Example #4: Shutting Down the Rainbow Nation: #FeesMustFall
Africa is a Country, Published on Oct 25, 2015
Students shook the South African nation to its very core this week as protests swept across campuses with the so-called born frees at the helm. "Shutting Down the Rainbow Nation'' is a ten minute documentary that captures the energy and heart of the student-led movement, which shut down higher education institutions around the country. It speaks to the policing of the black body, state violence, and the fall of the 'rainbow nation', sewn together with videos posted by the public on Twitter and Facebook throughout the shutdown. History was re-written this week, as it became clear that even though the revolution may not have been (adequately) televised, it was certainly tweeted.
Video edited and produced by Leila Dougan.
Thumbnail image by Jabulile Newman.
Thanks to BCUC (Bantu Continua Uhuru Consciousness) for the music (http://www.bcuc-band.com/).
We thank the twitterverse for their contribution including [a long list follows]...
The statement that "even though the revolution may not have been (adequately) televised, it was certainly tweeted" is a referent to African American Gil Scott-Heron's 1970 poem "The Revolution Will Not Be Televised". Click http://pancocojams.blogspot.com/2012/04/five-examples-of-spoken-word-poetry.html for a sound file of that poem and several other African Ameriacn spoken word poems.
Selected comments from that video's discussion thread
"Much respect to all the students that fought and still continue to fight for what is right. #FreeEducation is struggle to be realised in our lifetime."
"'we're trying to break a cycle of poverty here'"

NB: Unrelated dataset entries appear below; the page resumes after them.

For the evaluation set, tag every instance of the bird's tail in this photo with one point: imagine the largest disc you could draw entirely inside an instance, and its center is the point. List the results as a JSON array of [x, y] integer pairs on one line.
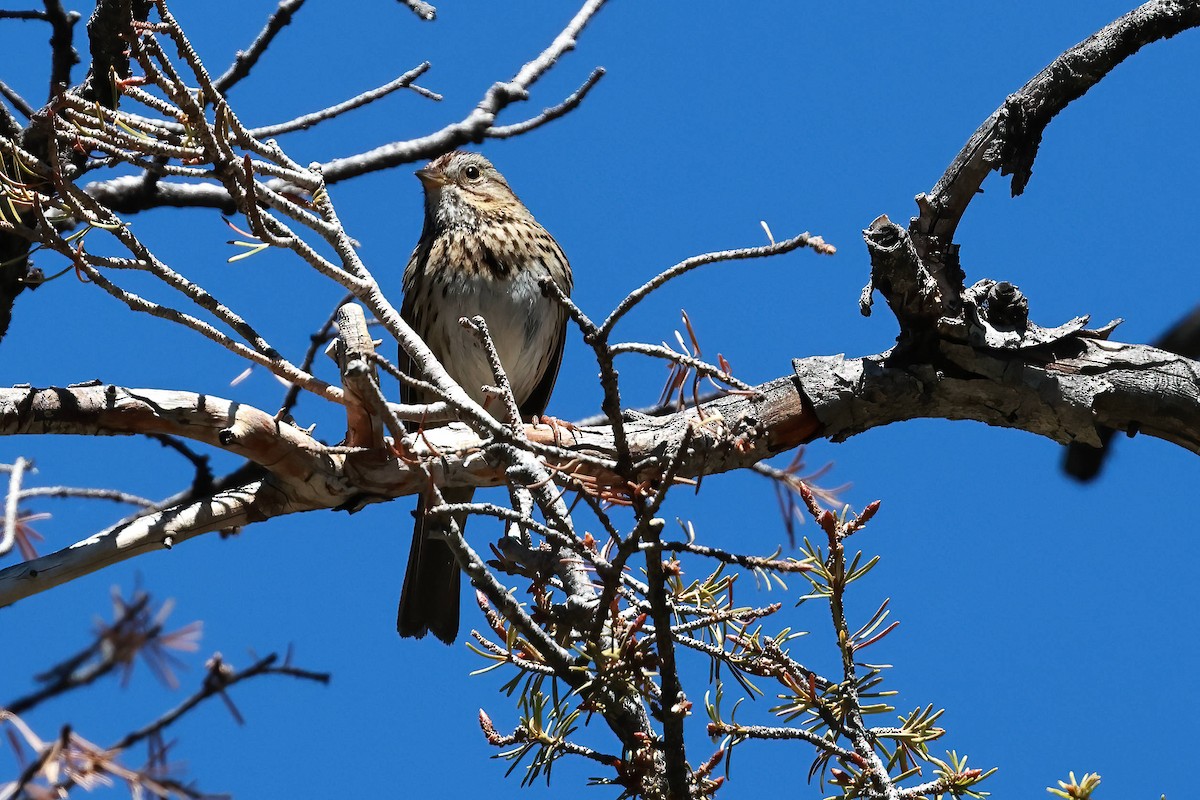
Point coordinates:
[[429, 602]]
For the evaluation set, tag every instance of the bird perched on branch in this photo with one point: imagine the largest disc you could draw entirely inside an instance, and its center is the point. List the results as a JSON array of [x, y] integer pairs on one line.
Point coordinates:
[[480, 253]]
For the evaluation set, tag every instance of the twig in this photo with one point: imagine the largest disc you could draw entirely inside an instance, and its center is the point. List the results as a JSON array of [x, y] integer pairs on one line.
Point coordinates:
[[63, 53], [682, 268], [220, 678], [246, 59], [569, 103], [9, 535], [421, 8], [309, 120], [87, 494]]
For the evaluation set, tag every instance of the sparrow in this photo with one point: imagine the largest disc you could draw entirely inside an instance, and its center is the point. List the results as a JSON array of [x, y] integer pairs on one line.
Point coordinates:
[[480, 253]]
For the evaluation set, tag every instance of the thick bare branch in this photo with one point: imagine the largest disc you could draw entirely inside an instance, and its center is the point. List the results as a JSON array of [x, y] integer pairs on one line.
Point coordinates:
[[1008, 139]]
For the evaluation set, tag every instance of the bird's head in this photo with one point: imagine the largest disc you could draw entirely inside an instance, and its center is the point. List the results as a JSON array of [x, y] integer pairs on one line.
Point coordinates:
[[462, 187]]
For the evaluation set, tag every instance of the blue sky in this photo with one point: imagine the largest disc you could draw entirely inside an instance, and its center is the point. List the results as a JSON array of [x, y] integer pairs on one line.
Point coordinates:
[[1045, 617]]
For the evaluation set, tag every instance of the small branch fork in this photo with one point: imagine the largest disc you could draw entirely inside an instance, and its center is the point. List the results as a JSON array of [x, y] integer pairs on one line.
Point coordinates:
[[137, 632]]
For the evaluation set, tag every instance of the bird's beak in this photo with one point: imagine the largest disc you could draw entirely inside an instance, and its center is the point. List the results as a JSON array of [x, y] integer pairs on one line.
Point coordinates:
[[431, 178]]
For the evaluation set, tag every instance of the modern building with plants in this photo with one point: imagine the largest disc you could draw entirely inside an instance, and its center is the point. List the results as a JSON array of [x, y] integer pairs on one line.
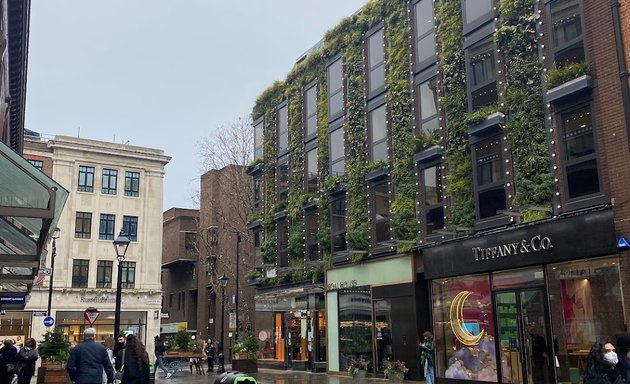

"You are so right, "this is a national struggle, but it is also a global struggle"!"
"Much love to all the students - My hope for the future lies in you and your conviction. I feel it is in some sense a full circle event, which will honour those who fell in the 70's and 80's. Every person who values freedom and justice will be standing behind you- I too believe this is ultimately a global movement which has the ability to redefine the way this world moves forward. So proud of the young South African women rising- Be safe, my heart is with you. Wathint'abafazi, wathint'imbokodo!"
Example #5: THE fight for FEES MUST FALL 2017 OFFICIAL TRAILER
Nathilife, Published on Oct 7, 2016
fees must fall strike
South African university
Added May 1, 2017 to replace a featured video that is no longer available.